This Oct. 22, 2018 photo shows the Cardinal Bea House on the campus of Gonzaga University in Spokane, Wash. Cardinal Bea House played host to at least 20 Jesuit priests accused of sexual abuse. (Emily Swing/make public, via AP)
SPOKANE, Wash. Jesuit leaders say no priest credibly accused of sexual abuse of a minor will ever be sent to the Gonzaga University after a report this week that at least 20 priests facing sexual abuse allegations were allowed to live their life on the campus in the state of Washington.
The revelation comes amid a renewed national outrage over allegations of sexual abuse of children by priests in the Catholic church. The jesuits, a Catholic order that includes more than 16,000 people worldwide who serve in churches, high schools, universities and other institutions. Founded in the 1880s, the Jesuits serve the Catholic university in Spokane, Washington.
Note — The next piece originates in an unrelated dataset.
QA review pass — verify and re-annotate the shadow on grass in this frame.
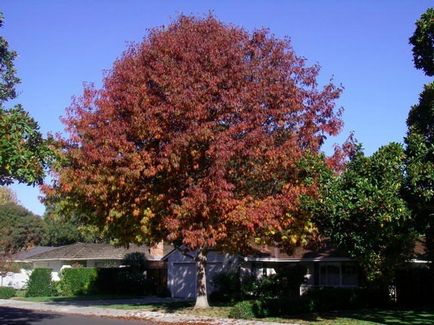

“Jesuits Western guarantees that no Jesuit priest with a credible accusation of sexual abuse of a minor at this time or ever will be deliberately assigned to the Gonzaga University or the Jesuit community on campus,” the Jesuits West Province said in a statement Tuesday.
Instead, the Jesuits confronted with credible accusations in the province of senior health care facility in Los Gatos, California, the province said.
The Center for Investigative Reporting reported on Monday that the Jesuits had sent at least 20 priests facing sexual abuse accusations against Cardinal Bea House. The last known abusive priest was moved from Cardinal Bea House on the Gonzaga campus in 2016, Jesuit records show.
Gonzaga President Thayne McCulloh on Monday said he was disturbed by the story and demanded guarantees that there are no priests accused of abuse would be assigned to Gonzaga again.
A priest, the Rev. James Poole, admitted under oath that he sexually abused indigenous women and girls in Alaska. In a deposition taken while he lived in Bea House, Poole said that he regularly went to the Gonzaga’s library and play basketball.
According to the news report, Poole’s misconduct was first documented in 1960 and was in Alaska until 1988, when he was removed from his position. The following year he took a job as a chaplain in the St. Joseph Medical Center in Amsterdam.
Poole worked in the hospital until 2003, when he retired to Cardinal Bea House. He died in March.
McCulloh said he was disturbed by “the revelation that the society of Jesus had deliberately sent a man with Poole’s record of sexual abuse to live in their facility within the parameters of our campus, which serves not only as the home of the students but organizes regularly on the school children and visitors of all ages, with or without notice by the province to the university.”
“I had called on the Province to inform us of any Jesuit whose history can pose a threat to our students or the campus community,” McCulloh said.
Also Tuesday, the Jesuit province announced the imposition of a new restriction of the access to the document in the archives, because they contain “sensitive personnel records.” Requests for records will now be audited by a San Francisco lawyer who, as counsel for the Catholic institutions of sexual abuse claims for at least two decades, the province said.
On Monday, the Roman Catholic Jesuit province, where much of the eastern United States, released the names of the Jesuit priests facing “credible or established” allegations of sexual abuse of minors dating back to 1950. In a letter, the Maryland Province of the society of Jesus, identified five living-Jesuit faced with facts that took place in the province and the other eight who are dead.